Most painted rock art is in various shades of natural ochers although there are rare examples of blue and green. In Barrier Canyon Style (BCS) figures (and presumably Fremont Culture figures as well) Dr. James Farmer (2019) associated vertical hachure within the silhouette of the figure as representing rain. One of the elements of his “BCS ‘Thunderstorm’ Iconographic Complex” is falling rain shown on an anthropomorph as closely spaced vertical lines – hachure? Although painted with red paint, he says they represent falling rain, and rain is water and water is associated with blue. What if those hachure rain lines in Barrier Canyon anthropomorphs represent blue rain? What if the artists who painted the figures used closely spaced red lines (hachure) to represent the color blue on the figures?

 

I don’t think I could prove this even if I wanted to, and I am not convinced even now, but isn’t it an interesting possibility?

 

NOTE: Some images in this posting were retrieved from the internet with a search for public domain photographs. If any of these images are not intended to be public domain, I apologize, and will happily provide the picture credits if the owner will contact me with them. For further information on these reports you should read the original reports at the sites listed below.

 

 

PRIMARY REFERENCES:

 

Farmer, James, Dr., 2019, Southwestern Rock Art and the Mesoamerican Connection, 18 April 2019, Colorado Rock Art Association online webinar.

 

Klassen, Sarah, and Will Russell, 2019, The Hidden Color Code in Mimbres Pottery, 14 November 2019, https://www.sapiens.org/archaeology/mimbres-pottery-color/.

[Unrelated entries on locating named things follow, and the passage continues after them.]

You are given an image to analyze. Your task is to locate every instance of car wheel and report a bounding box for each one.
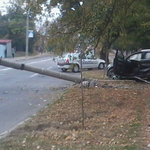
[72,65,79,72]
[107,68,115,79]
[61,68,67,72]
[98,63,105,69]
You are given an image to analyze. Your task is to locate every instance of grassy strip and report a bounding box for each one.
[0,70,149,150]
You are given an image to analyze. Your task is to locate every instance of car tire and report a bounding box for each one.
[72,65,79,72]
[61,68,67,72]
[98,63,105,69]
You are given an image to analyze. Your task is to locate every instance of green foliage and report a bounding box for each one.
[0,1,35,52]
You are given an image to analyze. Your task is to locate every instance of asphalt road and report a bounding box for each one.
[0,57,76,138]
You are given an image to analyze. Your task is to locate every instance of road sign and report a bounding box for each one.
[28,30,33,38]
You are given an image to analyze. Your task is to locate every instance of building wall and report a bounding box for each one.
[0,44,6,58]
[6,42,12,57]
[0,42,12,58]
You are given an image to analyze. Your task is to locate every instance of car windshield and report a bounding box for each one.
[127,53,142,61]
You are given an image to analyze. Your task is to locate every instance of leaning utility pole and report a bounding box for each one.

Accessed online 6 March 2025.

 

Munson, Marit K., and Kelley Hays-Gilpin, editors, 2020, Color in the Ancestral Pueblo Southwest, University of Utah Press, Salt Lake City, UT.

 

Plog, Stephen, 2003, Exploring the Ubiquitous Through the Unusual: Color Symbolism in Pueblo Black on White Pottery, October 2003, American Antiquity, Volume 68 (4), pp. 665-695. Accessed online at JSTOR, 7 March 2025.

 

Russell, Will G., Sarah Klassen and Katherine Salazar, 2017, Lines of Communication: Mimbres Hachure and Concepts of Color, American Antiquity 83 (1), 2018, pp. 109-127. Accessed online at Researchgate, 7 March 2025.

 

SECONDARY REFERENCE:

 

Brody, J. J., 1991, Anasazi and Pueblo Painting, A School of American Research Book, University of New Mexico Press, Albuquerque, New Mexico.